Customer first the Kolmeo way

The critical thing about working on the Kolmeo app is that it balances the needs of all three of our customers. Tenant, property owner and property manager are each considered equally important in the design and functionality for the app. This is totally different to the property management apps we’d seen before which really only worked for the benefit of one stakeholder. And as you’d expect, it’s the person that pays for the app that most companies design and develop for.

But instead of rehashing this business model and functional approach, we’ve delivered an app that can give everyone a great experience, no matter where they sit in the property management triangle. Sure, it’s been more complex and time-consuming to develop as a result. But we really don’t shy away from doing the right thing by every one of our stakeholders, rather than doing what makes us more money.

How we deliver and price our maintenance app is a great example. Getting maintenance done faster, with less stress and hassle is a win for owners and tenants. But who should pay for the app that makes it easier? In our view, it makes no sense to be charging trades for an app to access jobs they were getting anyway.

And that’s why we’ll always give them the option to access the Kolmeo maintenance app for free if this is the case. But if trades are using the app to land work from new customers, then it’s fair enough for Kolmeo to get a share.

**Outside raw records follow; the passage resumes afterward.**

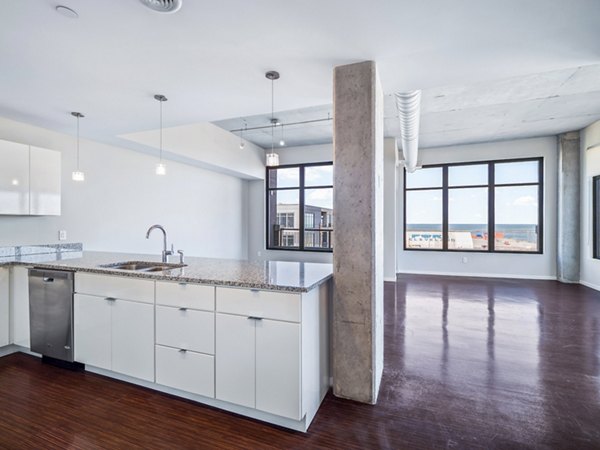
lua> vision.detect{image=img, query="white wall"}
[580,121,600,290]
[383,138,398,281]
[0,118,247,258]
[247,144,335,263]
[397,137,558,279]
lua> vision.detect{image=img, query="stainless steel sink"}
[100,261,187,272]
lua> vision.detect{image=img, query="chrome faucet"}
[146,225,174,262]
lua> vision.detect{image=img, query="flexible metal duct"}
[395,91,421,173]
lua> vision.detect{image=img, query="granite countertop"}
[0,251,333,292]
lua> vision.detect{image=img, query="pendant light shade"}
[265,70,279,167]
[71,112,85,181]
[267,153,279,167]
[154,94,168,175]
[240,120,248,149]
[279,124,285,147]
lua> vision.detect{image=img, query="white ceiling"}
[215,64,600,148]
[0,0,600,151]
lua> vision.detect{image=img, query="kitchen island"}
[0,252,332,431]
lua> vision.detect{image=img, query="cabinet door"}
[0,140,29,215]
[73,294,112,370]
[215,314,255,408]
[111,299,154,381]
[256,319,301,420]
[29,146,61,216]
[10,267,30,348]
[0,268,10,347]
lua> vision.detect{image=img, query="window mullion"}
[298,166,305,250]
[488,163,496,252]
[442,166,449,250]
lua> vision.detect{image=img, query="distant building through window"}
[267,162,333,251]
[404,158,544,253]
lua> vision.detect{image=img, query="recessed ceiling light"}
[55,5,79,19]
[140,0,182,13]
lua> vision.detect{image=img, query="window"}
[404,158,543,253]
[592,175,600,259]
[277,213,294,228]
[266,163,333,251]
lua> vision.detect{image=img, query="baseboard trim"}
[398,270,556,281]
[579,280,600,291]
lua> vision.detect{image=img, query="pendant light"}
[240,120,248,149]
[265,70,279,167]
[71,112,85,181]
[154,94,168,175]
[279,124,285,147]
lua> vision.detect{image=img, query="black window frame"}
[592,175,600,259]
[265,161,335,253]
[402,156,544,255]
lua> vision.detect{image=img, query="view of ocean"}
[406,223,538,242]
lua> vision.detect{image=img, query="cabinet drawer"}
[217,287,301,322]
[156,345,215,398]
[156,281,215,311]
[156,306,215,355]
[75,272,154,303]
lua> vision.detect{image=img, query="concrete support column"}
[332,61,383,404]
[546,131,580,283]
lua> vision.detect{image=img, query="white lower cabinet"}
[0,268,10,347]
[68,271,329,431]
[215,313,256,408]
[156,306,215,355]
[216,314,302,420]
[111,299,154,381]
[156,345,215,397]
[10,267,31,348]
[256,319,302,420]
[74,288,154,381]
[73,294,112,370]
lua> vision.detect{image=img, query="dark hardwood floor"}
[0,276,600,449]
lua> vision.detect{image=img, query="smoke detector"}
[140,0,183,14]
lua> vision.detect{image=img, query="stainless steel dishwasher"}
[29,268,74,363]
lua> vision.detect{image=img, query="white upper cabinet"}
[0,140,61,216]
[29,146,60,216]
[0,140,29,215]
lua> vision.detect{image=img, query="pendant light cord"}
[271,79,275,153]
[159,100,163,163]
[77,116,79,172]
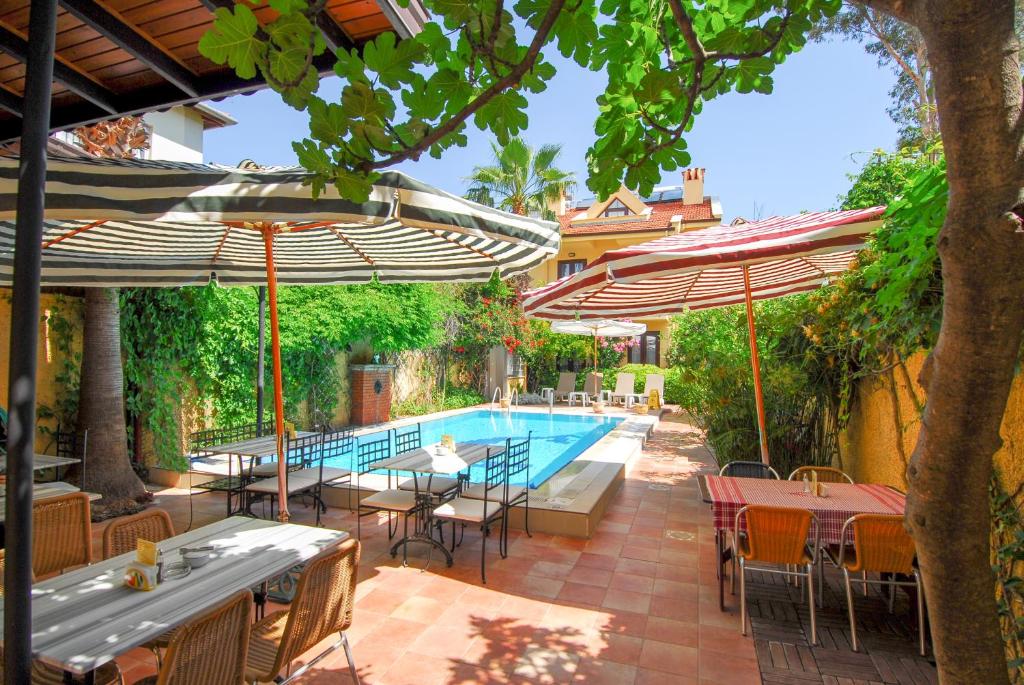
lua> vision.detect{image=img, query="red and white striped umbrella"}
[523,207,885,320]
[522,207,886,464]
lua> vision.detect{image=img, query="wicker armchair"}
[788,466,853,483]
[246,539,359,685]
[825,514,926,656]
[137,590,253,685]
[103,509,174,559]
[32,493,92,577]
[732,505,820,645]
[0,548,123,685]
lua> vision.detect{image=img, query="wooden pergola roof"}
[0,0,426,142]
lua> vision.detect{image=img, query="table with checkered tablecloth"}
[706,476,906,545]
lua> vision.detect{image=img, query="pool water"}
[325,410,623,487]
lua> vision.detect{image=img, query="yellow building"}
[529,169,722,367]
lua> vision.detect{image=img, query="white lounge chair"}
[611,374,636,404]
[555,371,577,401]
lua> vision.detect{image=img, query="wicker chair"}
[103,509,174,559]
[732,505,820,645]
[0,548,123,685]
[718,461,780,480]
[137,590,253,685]
[246,539,359,685]
[788,466,853,484]
[825,514,926,656]
[32,493,92,577]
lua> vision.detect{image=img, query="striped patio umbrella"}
[523,207,885,463]
[0,158,559,518]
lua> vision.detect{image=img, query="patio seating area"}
[66,415,936,685]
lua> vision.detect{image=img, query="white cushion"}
[434,497,502,523]
[359,489,416,511]
[462,483,526,502]
[398,476,459,495]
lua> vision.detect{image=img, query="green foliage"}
[466,137,575,219]
[200,0,841,201]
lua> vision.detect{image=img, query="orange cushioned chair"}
[732,505,820,645]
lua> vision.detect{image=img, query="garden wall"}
[841,352,1024,493]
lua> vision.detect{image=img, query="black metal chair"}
[718,461,781,480]
[434,440,509,584]
[355,438,417,559]
[54,426,89,490]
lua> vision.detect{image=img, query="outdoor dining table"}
[698,475,906,610]
[0,516,348,681]
[375,442,505,566]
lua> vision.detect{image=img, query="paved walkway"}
[96,417,930,685]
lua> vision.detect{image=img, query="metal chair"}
[246,539,359,685]
[788,466,853,484]
[825,514,927,656]
[54,426,89,490]
[434,448,509,584]
[32,493,92,577]
[0,548,123,685]
[718,461,781,480]
[103,509,174,559]
[732,505,820,645]
[355,434,417,559]
[138,590,253,685]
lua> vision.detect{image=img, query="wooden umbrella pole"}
[263,225,289,523]
[743,264,768,464]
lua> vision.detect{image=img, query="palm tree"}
[466,137,575,218]
[75,117,152,514]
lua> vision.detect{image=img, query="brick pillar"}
[349,363,394,426]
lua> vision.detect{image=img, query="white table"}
[0,455,82,473]
[0,516,348,674]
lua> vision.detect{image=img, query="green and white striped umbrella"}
[0,158,559,287]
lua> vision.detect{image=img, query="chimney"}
[683,169,705,205]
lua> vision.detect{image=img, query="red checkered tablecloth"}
[707,476,906,545]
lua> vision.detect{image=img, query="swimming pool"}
[325,410,623,487]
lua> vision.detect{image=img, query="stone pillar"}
[349,363,394,426]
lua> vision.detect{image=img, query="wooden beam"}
[0,25,118,115]
[59,0,199,97]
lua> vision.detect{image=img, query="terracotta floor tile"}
[639,640,700,677]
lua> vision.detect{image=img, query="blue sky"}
[205,37,896,221]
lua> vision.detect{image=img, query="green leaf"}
[199,5,267,79]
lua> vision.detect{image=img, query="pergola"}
[0,0,426,683]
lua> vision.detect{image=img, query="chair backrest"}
[505,431,534,483]
[615,374,637,395]
[643,374,665,401]
[285,433,324,471]
[790,466,853,483]
[157,590,253,685]
[718,461,779,480]
[32,493,92,577]
[841,514,916,575]
[103,509,174,559]
[394,424,423,456]
[734,505,817,564]
[355,433,391,473]
[271,538,359,673]
[324,428,355,469]
[555,371,578,394]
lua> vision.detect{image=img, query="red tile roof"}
[558,198,721,236]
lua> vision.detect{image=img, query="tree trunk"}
[78,288,147,513]
[868,0,1024,685]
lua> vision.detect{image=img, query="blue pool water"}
[325,410,623,487]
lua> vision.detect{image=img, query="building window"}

Or there may be other app features they’re prepared to pay for because they represent new value to their business.

It’s this value-driven approach that’s getting a really great response from our existing customers and the broader industry. It keeps us focussed on why these things are so important to do and do well. It also leads people to question the status quo, both with the technology they’re using and how the whole property management process goes.

We like to think these choices we make in the interests of our customers are leading the way for a property management experience that’s more enjoyable, more fun and more commercially viable for every stakeholder. And while we want our technology to play a big part in that, it’s ultimately people and how they work together that really makes the difference between an ordinary customer experience and an exceptional one.